Scientists confirm that the tropics are widening at predicted rate
Over the past 30 years, the boundary of the Earth’s tropics has shifted by ten degrees latitude, according to the National Oceanic and Atmospheric Administration (NOAA).
The tropics make up a large portion of the planet along the equator, and tropical areas are determined by their latitude, precipitation, and climate among other factors.
Given that around half of the world’s population lives in or near tropical zones, monitoring and predicting this widening is crucial.
The expanding tropics increases the spread of tropical diseases like dengue fever, and further widening could adversely impact billions of people.
There had been concern that the tropics are widening faster than previous models have predicted due to climate change and weather extremes, but a new study has found this is not the case.
An international collaboration of researchers from Indiana University Bloomington, the Pacific Northwest National Laboratory, the National Oceanic and Atmospheric Administration, the University of Virginia and the Ludwig Maximilians University Munich found that recent models match current widening rates.
“If we compare the observed trends of how the tropics have widened to modeling trends, it’s actually not outside of what the models predict,” said Paul Staten, a co-author of the study which was published in the journal Nature Climate Change.
The findings put fears that the tropics are widening at an increased rate to rest and although climate change will continue to expand the boundaries of the tropics, it should match projected rates.
“Climate change should continue to expand the tropics over the next several decades,” said Staten. “But the expansion may not continue at the rapid rate we’ve seen; at times it may even temporarily contract.”

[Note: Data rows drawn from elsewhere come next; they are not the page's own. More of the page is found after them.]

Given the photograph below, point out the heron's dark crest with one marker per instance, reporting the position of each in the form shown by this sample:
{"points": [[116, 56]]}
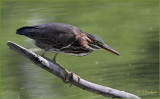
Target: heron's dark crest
{"points": [[63, 38]]}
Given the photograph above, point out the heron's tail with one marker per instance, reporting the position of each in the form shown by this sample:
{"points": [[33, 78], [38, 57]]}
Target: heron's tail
{"points": [[29, 31]]}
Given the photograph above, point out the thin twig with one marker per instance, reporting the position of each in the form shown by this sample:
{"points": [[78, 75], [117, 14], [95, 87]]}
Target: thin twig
{"points": [[68, 77]]}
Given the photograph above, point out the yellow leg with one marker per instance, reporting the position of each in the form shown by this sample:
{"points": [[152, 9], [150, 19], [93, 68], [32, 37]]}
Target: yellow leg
{"points": [[77, 77], [43, 53]]}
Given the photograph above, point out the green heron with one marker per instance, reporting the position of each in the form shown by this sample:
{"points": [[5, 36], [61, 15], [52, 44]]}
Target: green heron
{"points": [[63, 38]]}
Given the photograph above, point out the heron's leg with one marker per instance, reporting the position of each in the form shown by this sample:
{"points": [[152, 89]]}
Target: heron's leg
{"points": [[54, 58]]}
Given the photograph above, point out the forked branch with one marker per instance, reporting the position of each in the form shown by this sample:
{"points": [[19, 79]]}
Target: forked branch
{"points": [[68, 77]]}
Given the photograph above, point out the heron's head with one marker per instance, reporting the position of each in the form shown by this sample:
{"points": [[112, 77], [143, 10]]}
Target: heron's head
{"points": [[97, 43], [26, 31]]}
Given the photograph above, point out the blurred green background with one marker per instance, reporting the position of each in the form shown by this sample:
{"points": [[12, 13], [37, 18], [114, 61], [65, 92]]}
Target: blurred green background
{"points": [[129, 27]]}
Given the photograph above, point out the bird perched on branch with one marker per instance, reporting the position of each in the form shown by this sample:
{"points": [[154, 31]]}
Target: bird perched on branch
{"points": [[63, 38]]}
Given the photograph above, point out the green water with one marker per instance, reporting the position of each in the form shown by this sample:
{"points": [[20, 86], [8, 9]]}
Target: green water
{"points": [[131, 28]]}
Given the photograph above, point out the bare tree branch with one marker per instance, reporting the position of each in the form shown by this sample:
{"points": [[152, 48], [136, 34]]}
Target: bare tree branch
{"points": [[68, 77]]}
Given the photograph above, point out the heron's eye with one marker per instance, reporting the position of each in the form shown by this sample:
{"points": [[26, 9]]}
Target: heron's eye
{"points": [[97, 43]]}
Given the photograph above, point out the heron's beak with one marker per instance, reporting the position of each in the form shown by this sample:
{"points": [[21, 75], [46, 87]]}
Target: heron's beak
{"points": [[106, 47]]}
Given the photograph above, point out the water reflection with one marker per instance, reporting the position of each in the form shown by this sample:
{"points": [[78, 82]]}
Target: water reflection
{"points": [[131, 28]]}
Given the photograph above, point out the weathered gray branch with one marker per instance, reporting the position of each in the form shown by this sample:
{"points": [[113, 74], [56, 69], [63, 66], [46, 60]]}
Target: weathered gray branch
{"points": [[68, 77]]}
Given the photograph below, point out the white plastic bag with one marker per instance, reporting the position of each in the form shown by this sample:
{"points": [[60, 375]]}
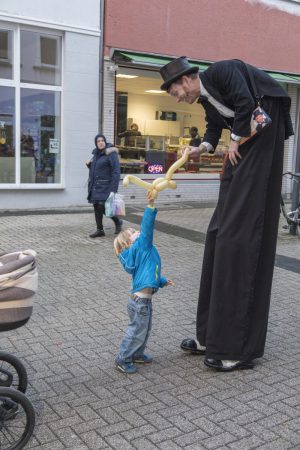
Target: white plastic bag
{"points": [[114, 205], [119, 205]]}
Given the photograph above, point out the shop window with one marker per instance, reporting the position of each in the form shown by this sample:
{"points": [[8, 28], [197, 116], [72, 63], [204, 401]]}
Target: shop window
{"points": [[48, 48], [40, 58], [6, 54], [7, 134], [40, 136]]}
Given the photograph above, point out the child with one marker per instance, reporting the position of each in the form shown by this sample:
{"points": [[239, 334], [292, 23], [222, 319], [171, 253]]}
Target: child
{"points": [[140, 258]]}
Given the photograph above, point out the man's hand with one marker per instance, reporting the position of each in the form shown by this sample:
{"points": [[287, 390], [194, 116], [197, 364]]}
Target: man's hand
{"points": [[233, 153], [150, 199], [194, 152]]}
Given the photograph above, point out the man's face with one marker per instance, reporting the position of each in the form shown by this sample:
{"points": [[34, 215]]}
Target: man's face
{"points": [[185, 90]]}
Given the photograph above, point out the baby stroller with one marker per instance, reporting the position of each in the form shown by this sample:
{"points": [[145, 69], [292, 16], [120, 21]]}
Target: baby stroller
{"points": [[18, 284]]}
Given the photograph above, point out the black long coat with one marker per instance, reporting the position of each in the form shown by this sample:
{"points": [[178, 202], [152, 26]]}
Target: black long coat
{"points": [[238, 262], [228, 82], [104, 174]]}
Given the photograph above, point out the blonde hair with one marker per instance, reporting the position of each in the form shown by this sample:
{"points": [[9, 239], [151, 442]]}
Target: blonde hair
{"points": [[123, 240]]}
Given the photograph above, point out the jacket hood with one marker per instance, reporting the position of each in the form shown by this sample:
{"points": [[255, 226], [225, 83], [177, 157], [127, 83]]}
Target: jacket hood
{"points": [[97, 137], [108, 150]]}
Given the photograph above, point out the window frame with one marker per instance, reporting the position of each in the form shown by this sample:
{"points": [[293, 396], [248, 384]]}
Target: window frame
{"points": [[18, 85]]}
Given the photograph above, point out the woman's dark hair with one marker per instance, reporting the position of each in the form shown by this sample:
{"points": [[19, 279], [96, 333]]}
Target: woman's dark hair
{"points": [[97, 137]]}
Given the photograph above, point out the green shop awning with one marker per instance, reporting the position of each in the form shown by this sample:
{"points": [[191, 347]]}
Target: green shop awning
{"points": [[142, 60]]}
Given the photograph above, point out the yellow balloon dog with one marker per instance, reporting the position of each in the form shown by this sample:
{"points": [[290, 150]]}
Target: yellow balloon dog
{"points": [[159, 184]]}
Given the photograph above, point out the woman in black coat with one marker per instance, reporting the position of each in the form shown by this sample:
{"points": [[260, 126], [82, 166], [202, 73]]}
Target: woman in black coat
{"points": [[104, 178]]}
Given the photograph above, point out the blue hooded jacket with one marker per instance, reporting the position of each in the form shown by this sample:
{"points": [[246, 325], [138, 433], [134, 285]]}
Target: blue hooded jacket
{"points": [[142, 259]]}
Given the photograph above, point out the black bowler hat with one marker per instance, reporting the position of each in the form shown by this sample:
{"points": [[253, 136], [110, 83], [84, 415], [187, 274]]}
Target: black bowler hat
{"points": [[175, 70]]}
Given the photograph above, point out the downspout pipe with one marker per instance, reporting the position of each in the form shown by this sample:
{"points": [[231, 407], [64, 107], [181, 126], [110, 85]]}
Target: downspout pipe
{"points": [[296, 185]]}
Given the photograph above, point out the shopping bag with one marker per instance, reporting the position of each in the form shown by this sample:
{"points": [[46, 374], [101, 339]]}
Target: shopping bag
{"points": [[114, 205], [109, 205]]}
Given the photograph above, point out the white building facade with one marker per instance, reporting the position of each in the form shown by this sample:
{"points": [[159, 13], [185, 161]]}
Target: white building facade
{"points": [[50, 72]]}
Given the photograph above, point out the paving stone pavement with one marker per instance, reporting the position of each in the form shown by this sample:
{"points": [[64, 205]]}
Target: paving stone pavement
{"points": [[79, 318]]}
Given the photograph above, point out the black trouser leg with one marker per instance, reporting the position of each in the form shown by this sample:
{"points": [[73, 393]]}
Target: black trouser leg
{"points": [[99, 211]]}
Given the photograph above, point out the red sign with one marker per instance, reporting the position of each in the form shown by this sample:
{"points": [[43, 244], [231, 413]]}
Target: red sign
{"points": [[155, 168]]}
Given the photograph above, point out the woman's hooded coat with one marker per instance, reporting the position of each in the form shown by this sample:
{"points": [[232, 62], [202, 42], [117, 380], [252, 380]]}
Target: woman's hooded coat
{"points": [[104, 172]]}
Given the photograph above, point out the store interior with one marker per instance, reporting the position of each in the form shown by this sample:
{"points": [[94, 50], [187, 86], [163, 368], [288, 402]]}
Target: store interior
{"points": [[164, 126]]}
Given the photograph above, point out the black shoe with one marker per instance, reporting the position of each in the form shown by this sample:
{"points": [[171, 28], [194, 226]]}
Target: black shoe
{"points": [[219, 365], [190, 345], [97, 233], [119, 225]]}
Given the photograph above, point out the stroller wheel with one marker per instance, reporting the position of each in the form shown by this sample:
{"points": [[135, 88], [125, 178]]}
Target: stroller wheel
{"points": [[17, 419], [12, 372]]}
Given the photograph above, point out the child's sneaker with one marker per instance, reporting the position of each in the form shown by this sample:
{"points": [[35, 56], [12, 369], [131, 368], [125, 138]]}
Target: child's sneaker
{"points": [[126, 367], [143, 359]]}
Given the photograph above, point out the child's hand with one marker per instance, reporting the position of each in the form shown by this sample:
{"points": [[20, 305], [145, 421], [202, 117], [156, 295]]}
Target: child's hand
{"points": [[150, 199]]}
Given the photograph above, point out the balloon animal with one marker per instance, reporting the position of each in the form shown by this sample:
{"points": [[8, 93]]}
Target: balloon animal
{"points": [[159, 184]]}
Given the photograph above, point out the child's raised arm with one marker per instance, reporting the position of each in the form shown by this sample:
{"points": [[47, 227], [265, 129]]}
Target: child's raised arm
{"points": [[147, 224]]}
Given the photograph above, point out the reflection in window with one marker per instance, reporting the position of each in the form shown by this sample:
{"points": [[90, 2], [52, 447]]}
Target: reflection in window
{"points": [[48, 48], [40, 58], [5, 54], [40, 136], [7, 135]]}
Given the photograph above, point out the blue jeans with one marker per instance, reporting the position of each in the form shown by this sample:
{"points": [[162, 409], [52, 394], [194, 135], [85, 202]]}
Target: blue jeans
{"points": [[138, 330]]}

The researchers calculate that the tropics have been widening at an average rate of about 17 miles per decade, although this rate varies wildly depending on year and location.
There are many factors that are contributing to this widening, according to the researchers, including increased greenhouse gas emissions, ozone depletion, volcanic eruptions, pollution, and natural climate phenomena like El Niño.
Even though the researchers can’t specifically point to human activities as the main drivers of tropic expansion, as greenhouse gasses increases, human activities will have more and more of an impact on the widening of the tropic boundaries.
It will be important to keep a steady eye on the widening tropics and to implement policies that help minimize the negative impacts to humans such as influxes in tropical diseases in future.